Loonie at par by summer: CIBC

Written by on March 10th, 2010 in Latest News.

Interest rate increases will drive the Canadian dollar back up to parity with its U.S. counterpart by this summer, according to a report from CIBC World Markets.

The forecast is based on the expectation that the Bank of Canada will hike its key lending rate in July, at least six months ahead of the first hike by the U.S. Federal Reserve.The dollar could hit $1.02 US by September, according to a currency forecast from CIBC World Markets. The dollar could hit $1.02 US by September, according to a currency forecast from CIBC World Markets. (Adrian Wyld/Canadian Press)

“Indeed, we’ve already seen the Canadian dollar gain several cents in recent weeks as the market started to firm up expectations” of a July rate hike in Canada, says CIBC chief economist Avery Shenfeld.

The loonie was quoted at 97.48 cents US in early Wednesday trading. It’s gained nearly 3.5 cents against the greenback in the last two weeks.

CIBC’s currency outlook sees the loonie rising to $1.02 US by September before slipping back to 97 cents US by the end of the year.

While the Bank of Canada’s early rate hike is one of the main catalysts of the dollar’s rise, it isn’t the only one, CIBC says.

Rising commodity prices a factor

The bank also lists rising demand for commodities as a reason. It sees the dollar benefiting from rising oil, mineral and fertilizer prices as Canadian producers “repatriate profits.”

With capital markets bouncing back, the forecast says the loonie also stands to gain because the rest of the world considers Canada to have one of the “friendliest” environments to make foreign acquisitions.
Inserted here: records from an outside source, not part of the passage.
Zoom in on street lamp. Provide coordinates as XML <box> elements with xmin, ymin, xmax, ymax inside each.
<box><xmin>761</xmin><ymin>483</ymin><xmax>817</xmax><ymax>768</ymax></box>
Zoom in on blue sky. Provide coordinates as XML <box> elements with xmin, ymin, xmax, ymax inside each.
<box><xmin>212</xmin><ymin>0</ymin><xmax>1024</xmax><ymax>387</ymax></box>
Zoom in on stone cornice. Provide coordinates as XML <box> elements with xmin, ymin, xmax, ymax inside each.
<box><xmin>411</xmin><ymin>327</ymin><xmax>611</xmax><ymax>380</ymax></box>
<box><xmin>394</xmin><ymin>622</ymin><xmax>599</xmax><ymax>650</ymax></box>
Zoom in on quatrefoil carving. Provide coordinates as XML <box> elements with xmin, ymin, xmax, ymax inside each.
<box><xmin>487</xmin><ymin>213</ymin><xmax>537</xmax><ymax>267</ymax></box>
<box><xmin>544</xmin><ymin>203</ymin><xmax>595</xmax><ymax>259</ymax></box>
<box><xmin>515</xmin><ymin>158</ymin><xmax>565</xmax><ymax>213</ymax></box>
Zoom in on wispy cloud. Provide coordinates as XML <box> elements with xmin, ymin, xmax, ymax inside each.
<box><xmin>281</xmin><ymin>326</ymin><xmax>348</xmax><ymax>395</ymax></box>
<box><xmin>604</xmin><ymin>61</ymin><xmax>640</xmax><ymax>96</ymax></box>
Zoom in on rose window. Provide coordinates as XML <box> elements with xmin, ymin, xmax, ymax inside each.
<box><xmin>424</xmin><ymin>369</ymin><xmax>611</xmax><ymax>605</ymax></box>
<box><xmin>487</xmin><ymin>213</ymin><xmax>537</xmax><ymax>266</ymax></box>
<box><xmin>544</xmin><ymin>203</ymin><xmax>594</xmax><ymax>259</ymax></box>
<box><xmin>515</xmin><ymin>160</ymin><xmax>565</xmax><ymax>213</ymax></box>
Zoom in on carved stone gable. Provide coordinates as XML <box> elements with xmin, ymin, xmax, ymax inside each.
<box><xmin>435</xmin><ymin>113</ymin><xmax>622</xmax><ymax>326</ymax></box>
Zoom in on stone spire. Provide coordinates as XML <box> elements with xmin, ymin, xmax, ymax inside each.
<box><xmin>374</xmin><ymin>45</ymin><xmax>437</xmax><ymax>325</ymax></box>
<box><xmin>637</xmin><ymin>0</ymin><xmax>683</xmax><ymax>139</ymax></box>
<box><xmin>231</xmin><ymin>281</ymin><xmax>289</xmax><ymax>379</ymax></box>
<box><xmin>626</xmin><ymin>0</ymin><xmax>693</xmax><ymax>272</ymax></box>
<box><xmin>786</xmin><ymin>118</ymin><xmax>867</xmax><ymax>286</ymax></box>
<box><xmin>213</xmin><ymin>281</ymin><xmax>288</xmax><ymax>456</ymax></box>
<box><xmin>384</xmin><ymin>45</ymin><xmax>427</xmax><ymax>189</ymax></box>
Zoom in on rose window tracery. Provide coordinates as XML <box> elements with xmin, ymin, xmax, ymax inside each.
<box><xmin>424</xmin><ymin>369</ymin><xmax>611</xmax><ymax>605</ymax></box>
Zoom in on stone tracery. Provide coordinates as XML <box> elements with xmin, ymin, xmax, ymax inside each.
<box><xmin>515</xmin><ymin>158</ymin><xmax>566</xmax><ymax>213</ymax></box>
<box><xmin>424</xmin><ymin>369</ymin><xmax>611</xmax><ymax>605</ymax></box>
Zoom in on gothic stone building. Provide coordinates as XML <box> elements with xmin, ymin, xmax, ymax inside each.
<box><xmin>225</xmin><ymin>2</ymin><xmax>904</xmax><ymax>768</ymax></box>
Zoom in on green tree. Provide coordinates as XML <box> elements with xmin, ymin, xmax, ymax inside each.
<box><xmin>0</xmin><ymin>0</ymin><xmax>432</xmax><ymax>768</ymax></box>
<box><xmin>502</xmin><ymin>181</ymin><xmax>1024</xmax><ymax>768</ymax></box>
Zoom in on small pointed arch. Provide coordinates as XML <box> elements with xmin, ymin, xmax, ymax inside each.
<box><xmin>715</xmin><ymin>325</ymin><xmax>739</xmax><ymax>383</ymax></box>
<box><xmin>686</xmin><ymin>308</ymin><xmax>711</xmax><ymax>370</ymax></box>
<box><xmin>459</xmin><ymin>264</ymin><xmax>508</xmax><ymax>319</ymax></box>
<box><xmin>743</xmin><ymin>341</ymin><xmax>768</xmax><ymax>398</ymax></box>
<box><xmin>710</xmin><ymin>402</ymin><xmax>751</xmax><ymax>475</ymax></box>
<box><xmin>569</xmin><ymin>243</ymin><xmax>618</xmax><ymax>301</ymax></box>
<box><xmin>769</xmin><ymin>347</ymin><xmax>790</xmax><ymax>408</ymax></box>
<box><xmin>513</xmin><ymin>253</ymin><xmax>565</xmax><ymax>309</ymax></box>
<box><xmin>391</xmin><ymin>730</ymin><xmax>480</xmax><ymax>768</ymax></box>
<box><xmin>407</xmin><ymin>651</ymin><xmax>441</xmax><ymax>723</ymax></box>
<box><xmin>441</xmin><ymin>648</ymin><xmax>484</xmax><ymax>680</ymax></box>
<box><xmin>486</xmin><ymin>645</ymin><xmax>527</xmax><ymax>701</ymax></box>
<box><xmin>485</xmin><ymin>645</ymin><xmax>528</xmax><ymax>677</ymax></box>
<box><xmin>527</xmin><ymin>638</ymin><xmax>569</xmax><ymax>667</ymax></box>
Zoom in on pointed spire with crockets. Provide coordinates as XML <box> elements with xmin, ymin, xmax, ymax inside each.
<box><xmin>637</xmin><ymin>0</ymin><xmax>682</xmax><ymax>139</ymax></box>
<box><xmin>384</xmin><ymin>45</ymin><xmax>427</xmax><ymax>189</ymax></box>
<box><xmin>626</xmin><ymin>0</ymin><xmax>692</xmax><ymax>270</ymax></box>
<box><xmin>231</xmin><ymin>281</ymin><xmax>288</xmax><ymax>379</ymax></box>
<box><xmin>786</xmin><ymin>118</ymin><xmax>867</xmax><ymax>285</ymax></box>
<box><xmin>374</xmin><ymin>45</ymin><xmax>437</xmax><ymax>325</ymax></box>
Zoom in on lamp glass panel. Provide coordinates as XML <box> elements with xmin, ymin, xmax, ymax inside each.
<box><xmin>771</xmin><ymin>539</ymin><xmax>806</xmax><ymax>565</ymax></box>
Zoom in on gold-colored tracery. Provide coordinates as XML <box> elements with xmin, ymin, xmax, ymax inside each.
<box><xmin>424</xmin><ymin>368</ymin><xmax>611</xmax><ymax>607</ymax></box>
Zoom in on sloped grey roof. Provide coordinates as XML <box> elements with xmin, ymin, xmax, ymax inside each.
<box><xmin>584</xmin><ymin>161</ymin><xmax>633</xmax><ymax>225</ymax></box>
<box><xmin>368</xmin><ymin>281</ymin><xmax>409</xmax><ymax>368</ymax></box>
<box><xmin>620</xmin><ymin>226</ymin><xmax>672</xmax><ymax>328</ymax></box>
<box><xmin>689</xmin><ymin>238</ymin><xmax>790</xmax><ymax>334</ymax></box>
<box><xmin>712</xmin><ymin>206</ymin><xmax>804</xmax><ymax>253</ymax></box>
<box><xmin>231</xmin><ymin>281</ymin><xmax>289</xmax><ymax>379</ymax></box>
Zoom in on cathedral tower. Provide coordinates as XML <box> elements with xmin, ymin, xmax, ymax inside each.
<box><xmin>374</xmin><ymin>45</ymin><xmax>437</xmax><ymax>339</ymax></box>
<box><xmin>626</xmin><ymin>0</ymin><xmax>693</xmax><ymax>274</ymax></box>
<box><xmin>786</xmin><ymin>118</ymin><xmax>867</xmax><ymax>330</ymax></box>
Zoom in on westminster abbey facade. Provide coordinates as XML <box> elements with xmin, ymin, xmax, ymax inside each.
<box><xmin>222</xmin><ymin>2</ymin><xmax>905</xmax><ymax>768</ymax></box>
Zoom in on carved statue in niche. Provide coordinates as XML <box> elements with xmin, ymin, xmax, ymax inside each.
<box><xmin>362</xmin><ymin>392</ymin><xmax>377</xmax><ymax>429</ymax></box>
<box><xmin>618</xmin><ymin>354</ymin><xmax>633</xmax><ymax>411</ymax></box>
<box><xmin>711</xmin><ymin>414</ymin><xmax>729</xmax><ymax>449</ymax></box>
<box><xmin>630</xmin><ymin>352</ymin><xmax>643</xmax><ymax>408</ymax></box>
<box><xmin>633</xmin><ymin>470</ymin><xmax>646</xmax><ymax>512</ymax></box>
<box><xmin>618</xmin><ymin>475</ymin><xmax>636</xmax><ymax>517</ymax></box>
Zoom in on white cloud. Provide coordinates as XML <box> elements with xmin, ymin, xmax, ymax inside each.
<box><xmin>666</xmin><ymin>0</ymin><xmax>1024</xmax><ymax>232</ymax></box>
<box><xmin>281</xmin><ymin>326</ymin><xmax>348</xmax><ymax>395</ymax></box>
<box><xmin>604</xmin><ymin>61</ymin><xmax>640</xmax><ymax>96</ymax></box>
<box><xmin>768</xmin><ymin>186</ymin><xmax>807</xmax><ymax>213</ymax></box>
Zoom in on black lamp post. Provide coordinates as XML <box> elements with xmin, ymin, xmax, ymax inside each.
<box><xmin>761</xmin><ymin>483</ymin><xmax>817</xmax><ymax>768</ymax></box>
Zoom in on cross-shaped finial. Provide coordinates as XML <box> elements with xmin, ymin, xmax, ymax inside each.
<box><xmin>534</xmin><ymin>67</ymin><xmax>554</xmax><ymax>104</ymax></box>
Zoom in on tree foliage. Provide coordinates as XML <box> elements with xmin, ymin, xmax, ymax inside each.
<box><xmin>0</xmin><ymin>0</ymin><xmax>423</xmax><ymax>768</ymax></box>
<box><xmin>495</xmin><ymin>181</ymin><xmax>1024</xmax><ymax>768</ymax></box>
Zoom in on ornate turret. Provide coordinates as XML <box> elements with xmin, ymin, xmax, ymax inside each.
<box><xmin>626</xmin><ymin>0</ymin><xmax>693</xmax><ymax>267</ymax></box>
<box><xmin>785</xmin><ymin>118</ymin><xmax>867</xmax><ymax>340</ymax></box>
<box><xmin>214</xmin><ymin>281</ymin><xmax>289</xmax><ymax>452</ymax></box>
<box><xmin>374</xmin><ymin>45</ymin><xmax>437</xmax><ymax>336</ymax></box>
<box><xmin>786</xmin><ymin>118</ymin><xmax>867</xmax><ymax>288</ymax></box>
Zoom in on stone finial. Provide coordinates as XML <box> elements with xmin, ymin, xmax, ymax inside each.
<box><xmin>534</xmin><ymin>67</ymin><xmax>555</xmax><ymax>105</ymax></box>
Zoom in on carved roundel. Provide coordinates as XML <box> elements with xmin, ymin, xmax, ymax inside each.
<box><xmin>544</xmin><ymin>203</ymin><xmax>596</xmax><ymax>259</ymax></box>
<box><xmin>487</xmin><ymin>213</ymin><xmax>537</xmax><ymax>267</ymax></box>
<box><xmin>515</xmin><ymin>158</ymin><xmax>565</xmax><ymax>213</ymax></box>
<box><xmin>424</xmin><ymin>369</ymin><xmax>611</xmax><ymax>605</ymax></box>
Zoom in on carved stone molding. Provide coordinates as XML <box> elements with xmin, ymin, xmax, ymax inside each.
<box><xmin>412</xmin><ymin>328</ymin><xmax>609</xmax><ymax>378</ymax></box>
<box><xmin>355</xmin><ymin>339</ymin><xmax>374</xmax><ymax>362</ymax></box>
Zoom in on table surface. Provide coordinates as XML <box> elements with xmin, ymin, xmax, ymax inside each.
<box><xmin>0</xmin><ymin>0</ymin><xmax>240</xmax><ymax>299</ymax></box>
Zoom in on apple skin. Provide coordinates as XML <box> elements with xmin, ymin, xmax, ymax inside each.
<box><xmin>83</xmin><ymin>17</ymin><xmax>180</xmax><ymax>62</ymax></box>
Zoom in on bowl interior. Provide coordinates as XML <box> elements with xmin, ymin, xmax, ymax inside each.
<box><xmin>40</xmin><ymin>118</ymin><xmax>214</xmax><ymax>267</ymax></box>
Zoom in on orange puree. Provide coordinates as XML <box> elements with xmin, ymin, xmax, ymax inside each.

“If the capital markets finally get an appetite for M&A then Canada could be one of the first places to see the benefit of foreign inflows,” says CIBC analyst Zafar Bhatti.

Fears of default by a sovereign nation could also drive the dollar. “Canada is one of the few remaining AAA credits with a healthy outlook and the Canadian dollar could benefit from a switch trade out of weak sovereign names to Canada,” Bhatti says.

The last time the dollar reached parity with the U.S. dollar was in 2007 and 2008, when oil prices surged as high as $147 US a barrel.